To reduce the effect of impurities in a DNA sample on a conventional MLPA or digitalMLPA reaction, you can use less sample DNA or perform an extra DNA purification step.
Impurities in extracted DNA can affect all or some (digital)MLPA probes in a probemix, which can lead to unexpected results. This is mainly a problem when impurities are present in high concentrations, or when the concentrations of impurities differ between samples within an experiment.
If your sample DNA is sufficiently concentrated, you can reduce the amount of sample DNA that you add to the reaction to a minimum of 50 ng DNA for conventional MLPA reactions or 20 ng for digitalMLPA reactions. This reduces the concentration of impurities carried over from the DNA sample into the reaction, which often helps improve results.
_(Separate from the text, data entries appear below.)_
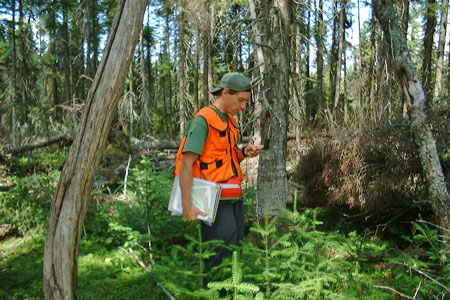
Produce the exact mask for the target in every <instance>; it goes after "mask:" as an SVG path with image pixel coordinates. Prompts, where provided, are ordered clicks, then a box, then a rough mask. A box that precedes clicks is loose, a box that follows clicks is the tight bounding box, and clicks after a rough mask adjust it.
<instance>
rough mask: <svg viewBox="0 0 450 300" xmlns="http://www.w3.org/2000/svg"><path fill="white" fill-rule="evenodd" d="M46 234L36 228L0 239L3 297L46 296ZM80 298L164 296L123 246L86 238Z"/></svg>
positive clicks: (80, 260) (34, 296)
mask: <svg viewBox="0 0 450 300" xmlns="http://www.w3.org/2000/svg"><path fill="white" fill-rule="evenodd" d="M44 243H45V236H44V233H43V232H32V233H29V234H27V235H26V236H25V237H12V238H9V239H7V240H4V241H2V242H1V243H0V253H1V258H0V299H3V300H19V299H27V300H35V299H44V292H43V287H42V268H43V261H44ZM78 264H79V268H78V299H80V300H98V299H104V300H106V299H111V300H120V299H133V300H137V299H161V294H160V292H159V290H158V287H156V285H155V282H154V281H153V280H152V279H151V278H150V277H149V276H148V274H147V273H145V272H144V271H143V270H142V269H141V268H140V267H139V266H137V264H135V263H134V261H132V259H131V258H130V257H129V256H127V255H126V254H124V253H123V252H122V251H121V250H118V249H114V250H111V251H110V250H107V249H106V247H105V245H104V243H102V241H100V240H98V239H92V240H88V239H86V240H83V241H82V243H81V246H80V256H79V259H78Z"/></svg>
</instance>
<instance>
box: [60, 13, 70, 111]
mask: <svg viewBox="0 0 450 300" xmlns="http://www.w3.org/2000/svg"><path fill="white" fill-rule="evenodd" d="M62 33H63V38H62V44H63V45H62V48H63V50H62V51H63V60H64V66H65V67H64V105H67V106H69V105H70V100H71V98H72V84H71V83H72V82H71V77H72V75H71V69H72V64H71V62H70V46H69V42H70V40H69V38H70V35H69V14H68V12H67V8H66V7H63V27H62Z"/></svg>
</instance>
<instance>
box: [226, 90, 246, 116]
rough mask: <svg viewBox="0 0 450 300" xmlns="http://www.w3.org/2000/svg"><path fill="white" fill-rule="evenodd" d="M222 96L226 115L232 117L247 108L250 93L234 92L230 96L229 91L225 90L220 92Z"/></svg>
mask: <svg viewBox="0 0 450 300" xmlns="http://www.w3.org/2000/svg"><path fill="white" fill-rule="evenodd" d="M222 96H224V97H225V99H224V100H225V103H226V113H229V114H231V115H233V116H234V115H236V114H237V113H238V112H240V111H241V110H243V109H245V108H246V107H247V101H248V100H249V99H250V96H251V93H250V92H236V93H234V94H230V91H229V89H227V88H225V89H224V90H223V92H222Z"/></svg>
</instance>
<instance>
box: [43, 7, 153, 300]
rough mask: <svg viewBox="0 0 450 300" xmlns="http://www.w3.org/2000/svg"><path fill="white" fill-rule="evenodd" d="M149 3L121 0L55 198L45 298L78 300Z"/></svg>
mask: <svg viewBox="0 0 450 300" xmlns="http://www.w3.org/2000/svg"><path fill="white" fill-rule="evenodd" d="M146 6H147V1H146V0H122V1H119V3H118V6H117V9H116V13H115V17H114V21H113V24H112V26H111V31H110V35H109V39H108V43H107V45H106V48H105V51H104V54H103V58H102V61H101V63H100V66H99V68H98V70H97V74H96V76H95V79H94V82H93V83H92V86H91V88H90V90H89V95H88V98H87V102H86V106H85V108H84V113H83V117H82V119H81V122H80V125H79V128H78V131H77V135H76V138H75V141H74V143H73V145H72V147H71V149H70V153H69V156H68V158H67V160H66V163H65V165H64V169H63V171H62V173H61V177H60V180H59V183H58V186H57V189H56V193H55V197H54V199H53V203H52V207H51V211H50V219H49V223H48V232H47V239H46V243H45V253H44V294H45V299H70V300H71V299H77V273H78V272H77V266H78V248H79V243H80V236H81V232H82V227H83V223H84V217H85V213H86V207H87V201H88V199H89V196H90V193H91V191H92V186H93V182H94V175H95V172H96V169H97V168H98V165H99V163H100V158H101V156H102V154H103V151H104V149H105V145H106V139H107V137H108V132H109V129H110V127H111V123H112V120H113V118H114V116H115V113H116V111H117V106H118V102H119V99H120V96H121V93H122V91H123V87H124V83H125V78H126V75H127V71H128V68H129V66H130V63H131V61H132V58H133V54H134V50H135V47H136V44H137V40H138V37H139V32H140V30H141V27H142V19H143V15H144V10H145V7H146Z"/></svg>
|Methods to determine DNA concentrations may over- or underestimate the concentration. To ensure that you used enough DNA for reliable results, evaluate the control fragments included in the probemix. For conventional MLPA, the median peak height of the four Q-fragments at 64, 70, 76 and 82 nt should stay below 33% of the height of the 92-nt benchmark fragment, unless noted otherwise in the product description. Coffalyser.Net will provide a warning when too little DNA was used. Coffalyser digitalMLPA will also provide a warning when too little DNA was used in a digitalMLPA experiment.|
If using less DNA is not an option, or does not improve results, you can perform an extra DNA purification step. Examples of methods that you can use include ethanol precipitation or silica-based columns.
The information provided in this material is correct for the majority of our products. However, for certain applications, the instructions for use may differ. In the event of conflicting information, the relevant instructions for use take precedence.